The start tag is optional and will default to 0 if you leave it out of the definition. You can define as many sequences as you like.

Servlet Information

Once the configuration files are changed as shown above, slave servers receive a new servlet that can be called as follows (authentication required):http://hostname:port/kettle/nextSequence/?name=SequenceName&increment=NumberOfIDsToReserveIn
case no increment is specified, 10000 IDs are reserved, for example:http://localhost:8282/kettle/nextSequence/?name=test
The servlet will return a simple piece of XML containing both the start of the range as well as the number of IDs reserved, or the increment:

<seq><value>570000</value><increment>10000</increment></seq>

Continuing with this example, the following row will be present in the SEQ_TABLE table:

mysql> select * from SEQ_TABLE where SEQ_NAME='test';
SEQ_NAME SEQ_VALUE
test 580000

Note: You must create the sequence table with the sequence field (<sequence_field>) as a primary key. This will guarantee uniqueness and allow for fast lookup of the sequence value (<value_field>).

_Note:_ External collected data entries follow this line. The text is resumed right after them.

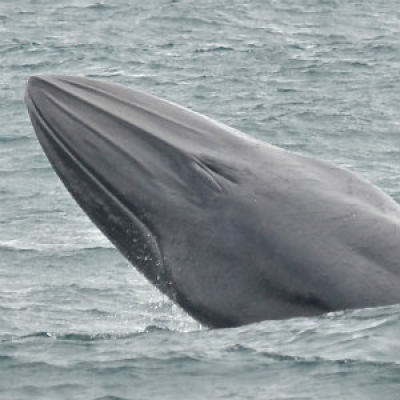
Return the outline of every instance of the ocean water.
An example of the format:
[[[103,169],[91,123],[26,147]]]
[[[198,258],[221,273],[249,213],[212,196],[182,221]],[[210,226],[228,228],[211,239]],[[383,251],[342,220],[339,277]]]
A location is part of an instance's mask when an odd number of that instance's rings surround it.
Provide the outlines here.
[[[74,203],[23,103],[32,74],[120,83],[400,202],[399,17],[395,0],[1,0],[0,399],[399,399],[400,306],[201,327]]]

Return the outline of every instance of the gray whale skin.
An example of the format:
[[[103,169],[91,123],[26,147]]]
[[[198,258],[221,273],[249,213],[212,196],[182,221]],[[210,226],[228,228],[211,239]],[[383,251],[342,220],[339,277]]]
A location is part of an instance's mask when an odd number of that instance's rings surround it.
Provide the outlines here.
[[[400,303],[400,207],[353,173],[115,84],[32,76],[25,101],[80,207],[201,323]]]

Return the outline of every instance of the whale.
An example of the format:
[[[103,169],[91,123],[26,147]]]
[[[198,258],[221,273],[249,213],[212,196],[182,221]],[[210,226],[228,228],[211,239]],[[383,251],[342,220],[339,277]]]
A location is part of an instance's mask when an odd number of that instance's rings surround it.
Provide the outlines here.
[[[399,204],[353,172],[86,77],[31,76],[25,103],[78,205],[201,324],[400,303]]]

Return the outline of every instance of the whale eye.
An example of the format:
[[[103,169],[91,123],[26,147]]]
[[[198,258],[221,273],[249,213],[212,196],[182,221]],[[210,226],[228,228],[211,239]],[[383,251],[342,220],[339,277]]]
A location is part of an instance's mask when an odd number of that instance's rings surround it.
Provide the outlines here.
[[[224,164],[220,160],[212,160],[205,157],[202,157],[200,162],[203,165],[203,168],[214,176],[218,176],[234,184],[239,183],[238,171],[235,168]]]
[[[197,183],[201,182],[202,184],[202,190],[200,190],[199,193],[204,195],[204,188],[211,189],[211,191],[214,193],[224,192],[223,186],[218,181],[217,174],[214,174],[211,170],[209,170],[205,164],[199,160],[196,160],[193,162],[193,168],[195,172],[197,172]]]

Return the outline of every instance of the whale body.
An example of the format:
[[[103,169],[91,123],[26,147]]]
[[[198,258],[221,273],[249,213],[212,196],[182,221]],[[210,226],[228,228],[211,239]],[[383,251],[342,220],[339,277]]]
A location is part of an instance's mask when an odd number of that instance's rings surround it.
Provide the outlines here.
[[[80,207],[201,323],[400,303],[400,207],[352,172],[115,84],[32,76],[25,101]]]

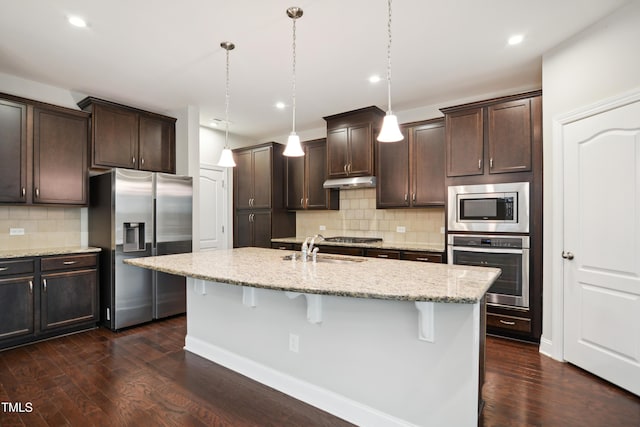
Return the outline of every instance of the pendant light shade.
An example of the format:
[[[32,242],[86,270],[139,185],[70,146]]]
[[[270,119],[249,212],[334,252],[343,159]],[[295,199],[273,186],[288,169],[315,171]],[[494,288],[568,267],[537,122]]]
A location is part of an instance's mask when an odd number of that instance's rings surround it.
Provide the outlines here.
[[[224,168],[233,168],[236,166],[236,162],[233,160],[233,152],[229,148],[229,51],[233,50],[236,45],[231,42],[222,42],[220,47],[227,51],[227,78],[225,85],[225,97],[224,97],[224,148],[220,153],[220,160],[218,160],[218,166]]]
[[[380,142],[396,142],[402,141],[404,136],[400,132],[398,126],[398,118],[391,111],[391,0],[387,0],[388,5],[388,20],[387,20],[387,34],[389,41],[387,43],[387,115],[384,116],[382,121],[382,129],[378,135],[378,141]]]
[[[282,153],[287,157],[300,157],[304,156],[304,150],[300,145],[300,137],[296,133],[296,20],[302,16],[302,9],[299,7],[290,7],[287,9],[287,16],[293,20],[293,126],[291,134],[287,139],[287,146]]]

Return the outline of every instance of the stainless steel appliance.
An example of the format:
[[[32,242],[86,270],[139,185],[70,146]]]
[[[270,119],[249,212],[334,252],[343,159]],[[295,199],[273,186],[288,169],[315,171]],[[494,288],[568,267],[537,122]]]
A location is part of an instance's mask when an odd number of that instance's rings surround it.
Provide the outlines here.
[[[452,185],[449,231],[529,232],[529,183]]]
[[[449,234],[449,264],[497,267],[487,304],[529,308],[529,237]]]
[[[102,248],[102,323],[117,330],[184,312],[184,278],[122,261],[191,252],[192,178],[114,169],[90,185],[89,244]]]

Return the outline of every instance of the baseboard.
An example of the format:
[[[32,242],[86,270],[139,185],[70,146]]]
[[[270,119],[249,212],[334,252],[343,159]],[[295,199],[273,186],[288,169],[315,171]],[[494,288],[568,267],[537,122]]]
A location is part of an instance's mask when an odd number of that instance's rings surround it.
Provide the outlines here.
[[[554,354],[554,349],[553,349],[553,342],[547,338],[545,338],[544,336],[540,338],[540,353],[544,354],[545,356],[548,356],[552,359],[556,359],[556,360],[560,360],[561,362],[563,362],[563,360],[561,359],[557,359],[556,357],[553,356]]]
[[[356,425],[415,426],[406,420],[363,405],[246,357],[238,356],[198,338],[187,335],[184,349]]]

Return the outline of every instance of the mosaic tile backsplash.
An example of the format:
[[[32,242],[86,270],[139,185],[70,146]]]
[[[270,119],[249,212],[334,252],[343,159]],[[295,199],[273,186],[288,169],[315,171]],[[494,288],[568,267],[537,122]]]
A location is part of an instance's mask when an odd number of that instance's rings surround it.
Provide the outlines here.
[[[298,211],[296,237],[382,237],[385,242],[444,245],[444,207],[376,209],[375,188],[340,191],[339,211]],[[324,226],[326,229],[321,230]],[[399,232],[398,227],[404,232]]]

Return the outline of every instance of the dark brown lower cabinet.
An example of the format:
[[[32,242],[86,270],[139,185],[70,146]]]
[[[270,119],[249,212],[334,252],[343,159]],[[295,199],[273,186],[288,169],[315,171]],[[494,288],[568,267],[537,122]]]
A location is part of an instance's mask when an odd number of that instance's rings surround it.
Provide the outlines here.
[[[97,279],[95,269],[43,274],[40,329],[97,321]]]
[[[0,280],[0,342],[33,334],[33,276]]]
[[[271,247],[271,211],[236,211],[235,247]]]
[[[0,349],[97,321],[97,254],[0,260]]]

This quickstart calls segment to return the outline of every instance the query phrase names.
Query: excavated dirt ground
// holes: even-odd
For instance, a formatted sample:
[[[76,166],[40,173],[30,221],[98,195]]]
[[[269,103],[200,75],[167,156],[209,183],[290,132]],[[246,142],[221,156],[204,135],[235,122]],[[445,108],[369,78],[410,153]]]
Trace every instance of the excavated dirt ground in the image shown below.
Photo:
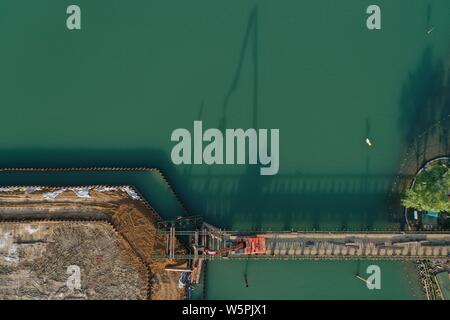
[[[147,275],[150,279],[150,290],[148,292],[147,298],[155,300],[185,298],[185,290],[178,288],[179,274],[167,272],[164,270],[166,265],[180,263],[180,261],[170,259],[153,259],[152,257],[155,254],[165,254],[166,238],[165,235],[157,232],[156,227],[156,224],[160,220],[160,217],[149,205],[147,205],[144,201],[137,197],[137,195],[133,192],[133,189],[129,187],[89,187],[77,190],[69,188],[47,187],[0,188],[0,221],[25,220],[26,223],[23,223],[22,227],[31,228],[31,226],[33,225],[44,223],[36,222],[36,220],[41,219],[46,221],[45,223],[48,223],[48,220],[52,220],[54,221],[52,222],[53,224],[59,224],[59,227],[53,228],[52,230],[54,232],[59,232],[59,238],[57,238],[58,240],[54,243],[58,242],[58,245],[61,247],[68,246],[70,245],[70,243],[72,243],[71,241],[73,240],[70,240],[72,238],[70,236],[69,230],[73,228],[74,223],[70,222],[69,225],[72,227],[66,230],[66,228],[68,228],[67,223],[61,221],[109,221],[111,223],[112,230],[115,229],[115,231],[117,232],[117,239],[123,239],[123,244],[119,246],[121,248],[119,251],[124,251],[125,253],[122,254],[122,256],[128,257],[128,267],[130,267],[131,261],[135,261],[136,259],[138,259],[148,269]],[[7,234],[7,229],[2,228],[6,228],[6,226],[8,226],[8,223],[10,222],[0,222],[0,239],[2,236]],[[96,230],[96,227],[94,226],[97,226],[99,224],[99,222],[95,221],[83,221],[77,223],[79,223],[80,227],[83,226],[83,228],[81,229],[85,230],[86,232],[87,230],[91,230],[93,232],[94,230]],[[80,239],[94,240],[93,237],[90,238],[91,233],[83,233],[78,227],[76,228],[76,230],[78,232],[77,237],[79,237]],[[95,232],[100,232],[100,230],[97,230]],[[95,232],[92,234],[95,234]],[[66,233],[67,236],[65,236]],[[81,247],[81,244],[79,244],[79,251],[82,251],[80,257],[85,256],[86,259],[88,259],[88,257],[90,256],[85,251],[93,251],[98,253],[98,251],[100,250],[99,248],[104,248],[95,241],[80,241],[82,241],[84,245],[84,247]],[[119,244],[121,243],[121,241],[118,240],[116,240],[115,242]],[[54,243],[53,246],[56,246]],[[110,243],[112,246],[114,245],[114,241],[110,240]],[[74,246],[73,248],[73,250],[76,251],[76,246]],[[51,253],[52,251],[49,252]],[[184,253],[184,248],[179,243],[177,243],[176,253]],[[96,254],[95,256],[98,255]],[[0,259],[4,257],[5,254],[0,251]],[[21,275],[23,277],[27,277],[26,272],[30,272],[31,270],[41,270],[40,272],[42,274],[42,279],[46,279],[45,271],[43,269],[48,268],[49,270],[52,270],[58,258],[58,254],[49,255],[47,253],[46,260],[39,260],[39,263],[41,263],[39,265],[40,267],[38,267],[38,265],[35,263],[24,264],[24,271],[21,271]],[[81,258],[81,260],[83,259]],[[46,261],[46,264],[43,261]],[[87,266],[89,265],[88,260],[86,260],[85,263]],[[133,262],[133,264],[136,265],[135,262]],[[120,265],[118,267],[114,265],[111,266],[111,268],[117,267],[121,270],[124,270],[124,272],[128,270],[126,267],[122,268],[123,266]],[[95,269],[93,270],[94,271],[92,272],[95,273]],[[0,270],[0,273],[1,272],[2,271]],[[14,270],[10,270],[9,272],[14,272]],[[67,277],[67,275],[65,274],[66,270],[64,269],[62,272],[64,273],[63,275]],[[119,277],[118,279],[121,278]],[[129,282],[131,281],[130,279],[124,279],[123,281],[124,285],[126,285],[127,283],[131,283]],[[135,283],[137,284],[137,282]],[[105,284],[108,284],[108,282],[105,282]],[[1,286],[2,284],[0,282],[0,297],[2,296],[3,292],[3,287]],[[141,286],[141,283],[139,284],[139,286]],[[135,293],[133,293],[134,291],[130,287],[129,289],[127,289],[129,291],[125,290],[123,292],[123,296],[116,295],[116,293],[119,293],[116,291],[117,288],[113,283],[111,283],[110,287],[111,292],[107,292],[107,287],[104,287],[104,289],[102,289],[103,295],[101,297],[118,299],[146,298],[142,296],[142,287],[136,287],[134,289]],[[51,295],[45,297],[56,298],[56,296]],[[17,296],[17,298],[19,298],[19,296]],[[28,296],[24,293],[23,298],[28,298]],[[95,299],[100,298],[100,296],[86,296],[85,298]]]
[[[0,224],[1,299],[145,299],[147,276],[108,223]]]

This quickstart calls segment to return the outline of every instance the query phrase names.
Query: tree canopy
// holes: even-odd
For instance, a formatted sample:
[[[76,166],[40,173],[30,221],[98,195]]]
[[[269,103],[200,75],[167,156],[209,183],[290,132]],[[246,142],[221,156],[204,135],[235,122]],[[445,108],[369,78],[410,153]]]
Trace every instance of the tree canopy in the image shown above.
[[[402,203],[407,208],[422,211],[450,212],[449,186],[450,169],[442,164],[433,165],[417,176]]]

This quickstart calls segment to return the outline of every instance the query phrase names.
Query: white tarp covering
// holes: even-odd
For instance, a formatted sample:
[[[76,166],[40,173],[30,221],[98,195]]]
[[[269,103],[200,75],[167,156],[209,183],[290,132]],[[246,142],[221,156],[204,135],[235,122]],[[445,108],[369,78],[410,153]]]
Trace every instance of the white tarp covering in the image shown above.
[[[77,195],[77,197],[79,197],[79,198],[90,198],[91,197],[89,195],[89,188],[88,187],[72,188],[70,190],[72,190]]]
[[[141,197],[139,197],[139,195],[136,193],[136,191],[133,190],[133,188],[127,186],[127,187],[122,187],[121,188],[122,191],[125,191],[133,200],[139,200],[141,199]]]
[[[43,196],[44,196],[44,199],[47,199],[47,200],[55,199],[57,196],[59,196],[64,191],[66,191],[66,189],[58,189],[56,191],[46,192],[46,193],[44,193]]]

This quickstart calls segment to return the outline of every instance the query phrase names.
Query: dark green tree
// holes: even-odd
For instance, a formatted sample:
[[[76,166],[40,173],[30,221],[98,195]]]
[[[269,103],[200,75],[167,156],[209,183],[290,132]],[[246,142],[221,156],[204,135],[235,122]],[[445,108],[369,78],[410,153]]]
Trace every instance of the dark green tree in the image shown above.
[[[442,164],[422,171],[417,176],[414,187],[406,192],[403,205],[422,211],[450,212],[449,172],[449,168]]]

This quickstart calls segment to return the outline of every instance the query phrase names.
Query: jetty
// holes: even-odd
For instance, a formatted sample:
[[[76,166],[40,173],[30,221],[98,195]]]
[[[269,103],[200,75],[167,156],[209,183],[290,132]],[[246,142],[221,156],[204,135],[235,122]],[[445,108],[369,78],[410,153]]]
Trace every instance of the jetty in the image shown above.
[[[450,253],[449,232],[404,231],[229,231],[203,223],[198,230],[177,231],[171,226],[167,243],[174,237],[189,238],[190,253],[172,259],[397,259],[445,258]]]
[[[188,219],[193,219],[189,217]],[[200,219],[200,218],[199,218]],[[177,223],[181,223],[180,219]],[[186,224],[185,224],[186,225]],[[166,243],[187,238],[188,253],[176,254],[168,245],[164,255],[154,259],[187,259],[192,282],[198,283],[206,260],[215,259],[384,259],[411,260],[449,257],[450,232],[404,231],[231,231],[203,222],[195,230],[177,230],[168,223]]]

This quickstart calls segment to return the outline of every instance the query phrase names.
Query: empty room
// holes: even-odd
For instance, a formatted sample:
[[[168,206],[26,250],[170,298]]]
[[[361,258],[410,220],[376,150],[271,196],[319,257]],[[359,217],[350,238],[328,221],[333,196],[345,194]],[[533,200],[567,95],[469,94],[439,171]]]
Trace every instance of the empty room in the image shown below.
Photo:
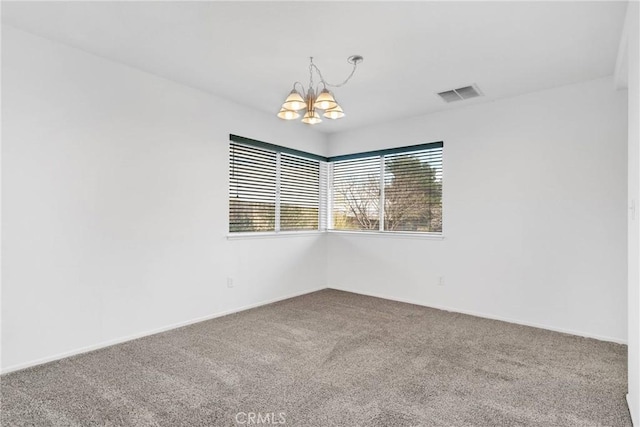
[[[640,3],[2,1],[4,426],[640,426]]]

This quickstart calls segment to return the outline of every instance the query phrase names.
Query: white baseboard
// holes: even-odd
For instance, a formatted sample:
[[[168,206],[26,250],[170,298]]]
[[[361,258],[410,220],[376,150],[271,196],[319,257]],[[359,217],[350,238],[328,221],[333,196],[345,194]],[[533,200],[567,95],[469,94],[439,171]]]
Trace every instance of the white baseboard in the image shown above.
[[[99,350],[99,349],[105,348],[105,347],[110,347],[112,345],[122,344],[122,343],[127,342],[127,341],[132,341],[132,340],[135,340],[135,339],[138,339],[138,338],[147,337],[149,335],[159,334],[161,332],[166,332],[166,331],[169,331],[171,329],[177,329],[177,328],[181,328],[183,326],[192,325],[194,323],[204,322],[206,320],[215,319],[216,317],[222,317],[222,316],[226,316],[226,315],[229,315],[229,314],[238,313],[240,311],[245,311],[245,310],[249,310],[249,309],[252,309],[252,308],[260,307],[260,306],[263,306],[263,305],[272,304],[274,302],[283,301],[283,300],[286,300],[286,299],[289,299],[289,298],[299,297],[301,295],[310,294],[312,292],[321,291],[323,289],[326,289],[326,288],[325,287],[321,287],[321,288],[317,288],[317,289],[309,289],[309,290],[306,290],[306,291],[303,291],[303,292],[297,292],[295,294],[289,294],[289,295],[286,295],[286,296],[283,296],[283,297],[273,298],[273,299],[270,299],[270,300],[261,301],[261,302],[257,302],[257,303],[254,303],[254,304],[245,305],[245,306],[242,306],[242,307],[239,307],[239,308],[234,308],[234,309],[231,309],[231,310],[226,310],[226,311],[221,311],[221,312],[214,313],[214,314],[209,314],[207,316],[198,317],[196,319],[191,319],[191,320],[187,320],[187,321],[184,321],[184,322],[174,323],[174,324],[163,326],[161,328],[153,329],[153,330],[150,330],[150,331],[140,332],[140,333],[137,333],[137,334],[128,335],[126,337],[121,337],[121,338],[116,338],[116,339],[109,340],[109,341],[104,341],[104,342],[101,342],[101,343],[98,343],[98,344],[93,344],[93,345],[82,347],[82,348],[78,348],[78,349],[75,349],[75,350],[66,351],[64,353],[58,353],[58,354],[55,354],[53,356],[47,356],[47,357],[43,357],[43,358],[40,358],[40,359],[30,360],[28,362],[19,363],[17,365],[12,365],[12,366],[8,366],[6,368],[3,368],[2,370],[0,370],[0,374],[8,374],[9,372],[20,371],[22,369],[27,369],[27,368],[31,368],[33,366],[42,365],[43,363],[48,363],[48,362],[53,362],[55,360],[64,359],[65,357],[76,356],[78,354],[87,353],[87,352],[94,351],[94,350]]]
[[[468,314],[470,316],[482,317],[482,318],[485,318],[485,319],[500,320],[502,322],[515,323],[517,325],[531,326],[531,327],[534,327],[534,328],[546,329],[546,330],[554,331],[554,332],[562,332],[562,333],[570,334],[570,335],[577,335],[577,336],[582,336],[582,337],[587,337],[587,338],[594,338],[594,339],[601,340],[601,341],[609,341],[609,342],[614,342],[614,343],[618,343],[618,344],[626,344],[627,343],[626,340],[621,340],[621,339],[618,339],[618,338],[606,337],[606,336],[601,336],[601,335],[594,335],[594,334],[589,334],[589,333],[585,333],[585,332],[581,332],[581,331],[574,331],[574,330],[570,330],[570,329],[556,328],[556,327],[553,327],[553,326],[541,325],[541,324],[532,323],[532,322],[524,322],[524,321],[521,321],[521,320],[510,319],[510,318],[500,317],[500,316],[494,316],[494,315],[491,315],[491,314],[480,313],[480,312],[476,312],[476,311],[461,310],[461,309],[457,309],[457,308],[453,308],[453,307],[446,307],[446,306],[440,306],[440,305],[427,305],[427,304],[424,304],[424,303],[419,302],[419,301],[412,301],[412,300],[409,300],[409,299],[396,298],[396,297],[392,297],[392,296],[389,296],[389,295],[382,295],[382,294],[371,293],[371,292],[362,292],[362,291],[359,291],[359,290],[349,289],[349,288],[346,288],[346,287],[329,286],[327,288],[320,287],[320,288],[315,288],[315,289],[309,289],[309,290],[306,290],[306,291],[303,291],[303,292],[298,292],[298,293],[294,293],[294,294],[290,294],[290,295],[286,295],[286,296],[282,296],[282,297],[278,297],[278,298],[273,298],[273,299],[266,300],[266,301],[261,301],[261,302],[254,303],[254,304],[245,305],[245,306],[242,306],[242,307],[239,307],[239,308],[235,308],[235,309],[231,309],[231,310],[226,310],[226,311],[210,314],[210,315],[199,317],[199,318],[196,318],[196,319],[191,319],[191,320],[187,320],[187,321],[184,321],[184,322],[174,323],[174,324],[171,324],[171,325],[164,326],[162,328],[153,329],[151,331],[141,332],[141,333],[129,335],[129,336],[126,336],[126,337],[116,338],[114,340],[104,341],[104,342],[101,342],[101,343],[98,343],[98,344],[94,344],[94,345],[78,348],[78,349],[67,351],[67,352],[64,352],[64,353],[55,354],[53,356],[48,356],[48,357],[43,357],[43,358],[40,358],[40,359],[30,360],[28,362],[19,363],[17,365],[12,365],[12,366],[8,366],[6,368],[3,368],[2,370],[0,370],[0,374],[8,374],[9,372],[15,372],[15,371],[19,371],[19,370],[22,370],[22,369],[31,368],[33,366],[42,365],[44,363],[48,363],[48,362],[53,362],[55,360],[64,359],[65,357],[76,356],[78,354],[87,353],[87,352],[94,351],[94,350],[99,350],[101,348],[110,347],[112,345],[121,344],[121,343],[124,343],[124,342],[127,342],[127,341],[132,341],[132,340],[135,340],[135,339],[138,339],[138,338],[143,338],[143,337],[146,337],[146,336],[149,336],[149,335],[158,334],[158,333],[161,333],[161,332],[166,332],[166,331],[169,331],[171,329],[181,328],[183,326],[192,325],[194,323],[204,322],[206,320],[215,319],[216,317],[222,317],[222,316],[226,316],[228,314],[233,314],[233,313],[237,313],[237,312],[240,312],[240,311],[245,311],[245,310],[249,310],[249,309],[252,309],[252,308],[260,307],[260,306],[263,306],[263,305],[272,304],[274,302],[283,301],[283,300],[286,300],[286,299],[289,299],[289,298],[295,298],[297,296],[310,294],[312,292],[321,291],[323,289],[335,289],[335,290],[338,290],[338,291],[351,292],[351,293],[354,293],[354,294],[360,294],[360,295],[366,295],[366,296],[371,296],[371,297],[376,297],[376,298],[382,298],[382,299],[387,299],[387,300],[391,300],[391,301],[398,301],[398,302],[404,302],[404,303],[408,303],[408,304],[415,304],[415,305],[420,305],[420,306],[423,306],[423,307],[435,308],[435,309],[438,309],[438,310],[445,310],[445,311],[450,311],[450,312],[455,312],[455,313]],[[627,397],[627,399],[628,399],[628,397]],[[630,407],[630,409],[632,409],[631,402],[629,402],[629,407]]]
[[[451,311],[451,312],[454,312],[454,313],[468,314],[470,316],[482,317],[482,318],[485,318],[485,319],[500,320],[502,322],[515,323],[516,325],[531,326],[533,328],[546,329],[548,331],[554,331],[554,332],[562,332],[563,334],[577,335],[577,336],[585,337],[585,338],[593,338],[593,339],[597,339],[597,340],[600,340],[600,341],[609,341],[609,342],[613,342],[613,343],[616,343],[616,344],[627,344],[626,340],[622,340],[620,338],[614,338],[614,337],[607,337],[607,336],[603,336],[603,335],[590,334],[588,332],[575,331],[575,330],[572,330],[572,329],[556,328],[556,327],[550,326],[550,325],[542,325],[542,324],[539,324],[539,323],[526,322],[526,321],[522,321],[522,320],[510,319],[510,318],[501,317],[501,316],[494,316],[492,314],[480,313],[480,312],[477,312],[477,311],[463,310],[463,309],[459,309],[459,308],[455,308],[455,307],[446,307],[446,306],[442,306],[442,305],[425,304],[425,303],[420,302],[420,301],[412,301],[412,300],[405,299],[405,298],[396,298],[396,297],[392,297],[392,296],[389,296],[389,295],[382,295],[382,294],[376,294],[376,293],[371,293],[371,292],[362,292],[362,291],[359,291],[359,290],[350,289],[350,288],[346,288],[346,287],[329,286],[329,289],[335,289],[335,290],[338,290],[338,291],[351,292],[351,293],[354,293],[354,294],[366,295],[366,296],[375,297],[375,298],[388,299],[388,300],[391,300],[391,301],[404,302],[404,303],[408,303],[408,304],[421,305],[423,307],[435,308],[435,309],[444,310],[444,311]]]
[[[634,426],[640,426],[640,420],[638,418],[638,410],[640,407],[638,406],[638,400],[631,398],[629,393],[627,393],[627,406],[629,407],[629,414],[631,415],[631,424]],[[634,416],[636,418],[634,418]]]

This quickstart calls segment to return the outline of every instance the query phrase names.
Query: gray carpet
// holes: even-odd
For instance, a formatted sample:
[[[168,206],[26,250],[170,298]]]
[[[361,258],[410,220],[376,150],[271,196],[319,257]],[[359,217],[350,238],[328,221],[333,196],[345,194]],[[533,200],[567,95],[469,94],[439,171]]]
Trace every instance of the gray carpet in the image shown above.
[[[630,426],[626,352],[325,290],[5,375],[1,421]]]

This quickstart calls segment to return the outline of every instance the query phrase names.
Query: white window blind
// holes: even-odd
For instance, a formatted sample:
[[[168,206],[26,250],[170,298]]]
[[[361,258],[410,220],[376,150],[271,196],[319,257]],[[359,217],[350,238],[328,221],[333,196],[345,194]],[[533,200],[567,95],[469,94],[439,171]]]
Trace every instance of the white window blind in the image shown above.
[[[326,230],[329,224],[328,207],[331,203],[329,197],[329,164],[327,162],[320,163],[320,212],[318,213],[319,228]]]
[[[330,162],[333,229],[442,232],[442,143]]]
[[[384,156],[384,230],[442,232],[442,147]]]
[[[320,163],[280,154],[280,230],[317,230]]]
[[[229,231],[275,231],[276,153],[229,146]]]
[[[333,228],[380,227],[380,156],[342,160],[333,166]]]
[[[229,232],[319,230],[326,224],[326,162],[313,157],[322,158],[232,135]]]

Automatic Loading and Creation

It can be a burden to maintain all your sequences in an XML file. Because of this, it is also possible to automatically load all the sequences from a database table. You can use the following construct to do it:

<autosequence>
    <connection>MySQL</connection>
    <schema/>
    <start>1234</start>
    <table>SEQ_TABLE</table>
    <sequence_field>SEQ_NAME</sequence_field>
    <value_field>SEQ_VALUE</value_field>

    <autocreate>N</autocreate>
</autosequence>

The <autocreate> tag allows any sequence name to be specified in the step without error. In that case, the sequence with the name specified will be created automatically with the start value from the <autosequence> specification.

Note: You should disable auto-creation of slave sequences in a production environment.